My youngest child declared, "I don't like that story."

Maybe you remember the tale. The Gift of the Magi. In the story, Della sells her "rippling shining hair" that's like a "cascade of brown waters" to buy her beloved Jim a new pocket watch chain. While she's off selling her hair and buying his gift, Jim is on his own mission. He sells the pocket watch his father gave him, in order to buy tortoise-shell combs for Della's extraordinary hair. It's a story of sacrificial love, but my children could not see the joy in it. They both agreed they never wanted to hear it again.

"Why does it make you sad?" I asked.

They answered emphatically, "Because they couldn't use the gifts they gave each other!"

It struck me that there's indeed something to mourn about gifts that lay unused. I suddenly thought about God Himself, the Father who gives us gifts and talents with all the earnestness of a young lover.
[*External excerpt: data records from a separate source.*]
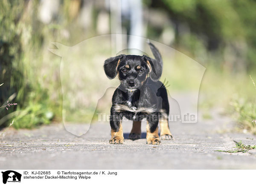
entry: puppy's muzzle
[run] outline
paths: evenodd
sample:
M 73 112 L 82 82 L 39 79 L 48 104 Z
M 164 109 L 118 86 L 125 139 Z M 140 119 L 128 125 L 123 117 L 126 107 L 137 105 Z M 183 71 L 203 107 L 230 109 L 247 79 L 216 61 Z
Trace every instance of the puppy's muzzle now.
M 127 80 L 127 84 L 131 87 L 134 86 L 134 81 L 133 80 Z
He waits for us to unwrap these gifts and put them to work, but like Della and Jim we've sometimes sold the very part of ourselves that makes that possible.
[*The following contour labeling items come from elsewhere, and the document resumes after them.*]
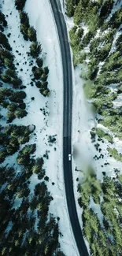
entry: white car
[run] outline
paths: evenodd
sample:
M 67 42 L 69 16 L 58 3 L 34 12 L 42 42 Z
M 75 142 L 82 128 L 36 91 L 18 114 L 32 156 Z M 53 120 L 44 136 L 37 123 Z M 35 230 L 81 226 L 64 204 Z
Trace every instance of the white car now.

For instance, some of us are like King Saul. He went to battle with admirable energy. But then he skirted spiritual convention, offering a sacrifice before the prophet of the Lord showed up to do it. Later, he decided to take only part of God's advice. Similarly, we may attack our work with great energy; but when we sell our moral bearings, we forfeit the gift of true leadership.
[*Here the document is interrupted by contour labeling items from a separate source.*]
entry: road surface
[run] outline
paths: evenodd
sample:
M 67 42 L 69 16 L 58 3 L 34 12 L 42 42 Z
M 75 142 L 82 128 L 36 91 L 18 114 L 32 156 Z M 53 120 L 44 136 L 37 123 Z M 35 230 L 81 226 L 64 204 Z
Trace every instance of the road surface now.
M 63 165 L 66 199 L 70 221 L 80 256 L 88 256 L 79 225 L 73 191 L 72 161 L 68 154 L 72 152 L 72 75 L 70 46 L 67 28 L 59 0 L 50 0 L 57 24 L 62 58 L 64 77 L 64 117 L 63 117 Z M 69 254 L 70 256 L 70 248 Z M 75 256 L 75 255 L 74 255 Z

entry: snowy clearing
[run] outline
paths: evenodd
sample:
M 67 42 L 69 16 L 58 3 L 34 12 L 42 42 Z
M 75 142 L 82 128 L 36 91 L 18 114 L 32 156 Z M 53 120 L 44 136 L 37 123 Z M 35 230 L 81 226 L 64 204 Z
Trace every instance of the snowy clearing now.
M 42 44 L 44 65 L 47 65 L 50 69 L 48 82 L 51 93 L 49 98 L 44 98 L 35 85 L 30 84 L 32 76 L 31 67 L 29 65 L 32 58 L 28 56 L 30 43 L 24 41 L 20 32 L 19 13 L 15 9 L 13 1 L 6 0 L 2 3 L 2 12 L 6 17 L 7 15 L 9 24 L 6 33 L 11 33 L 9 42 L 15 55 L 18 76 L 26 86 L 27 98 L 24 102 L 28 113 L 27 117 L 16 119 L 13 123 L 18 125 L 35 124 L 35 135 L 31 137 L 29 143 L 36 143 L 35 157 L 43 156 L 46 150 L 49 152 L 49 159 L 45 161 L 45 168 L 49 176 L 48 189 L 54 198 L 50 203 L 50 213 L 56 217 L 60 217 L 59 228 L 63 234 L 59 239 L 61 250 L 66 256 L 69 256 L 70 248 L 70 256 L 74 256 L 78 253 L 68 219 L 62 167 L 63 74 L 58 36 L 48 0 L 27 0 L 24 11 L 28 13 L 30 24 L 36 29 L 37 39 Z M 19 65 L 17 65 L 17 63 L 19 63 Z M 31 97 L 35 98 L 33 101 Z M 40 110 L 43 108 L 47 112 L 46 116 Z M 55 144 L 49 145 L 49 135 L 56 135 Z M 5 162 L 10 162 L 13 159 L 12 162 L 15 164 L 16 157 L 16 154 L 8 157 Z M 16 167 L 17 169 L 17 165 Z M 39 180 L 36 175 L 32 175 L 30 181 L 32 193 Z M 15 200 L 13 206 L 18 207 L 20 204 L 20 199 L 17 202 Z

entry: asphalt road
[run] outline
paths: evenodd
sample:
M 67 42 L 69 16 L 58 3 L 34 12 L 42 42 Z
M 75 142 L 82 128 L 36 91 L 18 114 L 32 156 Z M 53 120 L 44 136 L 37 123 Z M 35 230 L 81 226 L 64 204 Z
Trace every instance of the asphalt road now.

Or some of us are like Moses. When the Israelites were thirsty, God told him to command a rock to yield water. But he strutted his stuff saying, "Listen, you rebels, shall we bring water for you out of this rock?" Then he hit the rock twice, maybe for extra powerful visual effect. Similarly, we may hit rocks for water, so to speak, to look powerful. When we sell our trust in God, we lose the gift of team celebration and we miss out on the milk and honey.

Some of us are even like Absalom, stealing the hearts of people to assure our own advancement. As it went, Absalom would stand at the gate and greet people when they came to the king for judgment. Then he'd "take hold of them, and kiss them" to make it seem like he really cared, maybe even more than the king cared. Similarly, we may engage in a subtle sell-out that makes us divisive in our work. We may advance to a point, but we do so in a kind of shame because we disrespected others along the way.

Saul. Moses. Absalom. They each forfeited some very special gifts from God. I don't know how you're functioning in your work life today. I don't know your story. But I hope it's one that will bring God tears of joy, not sadness.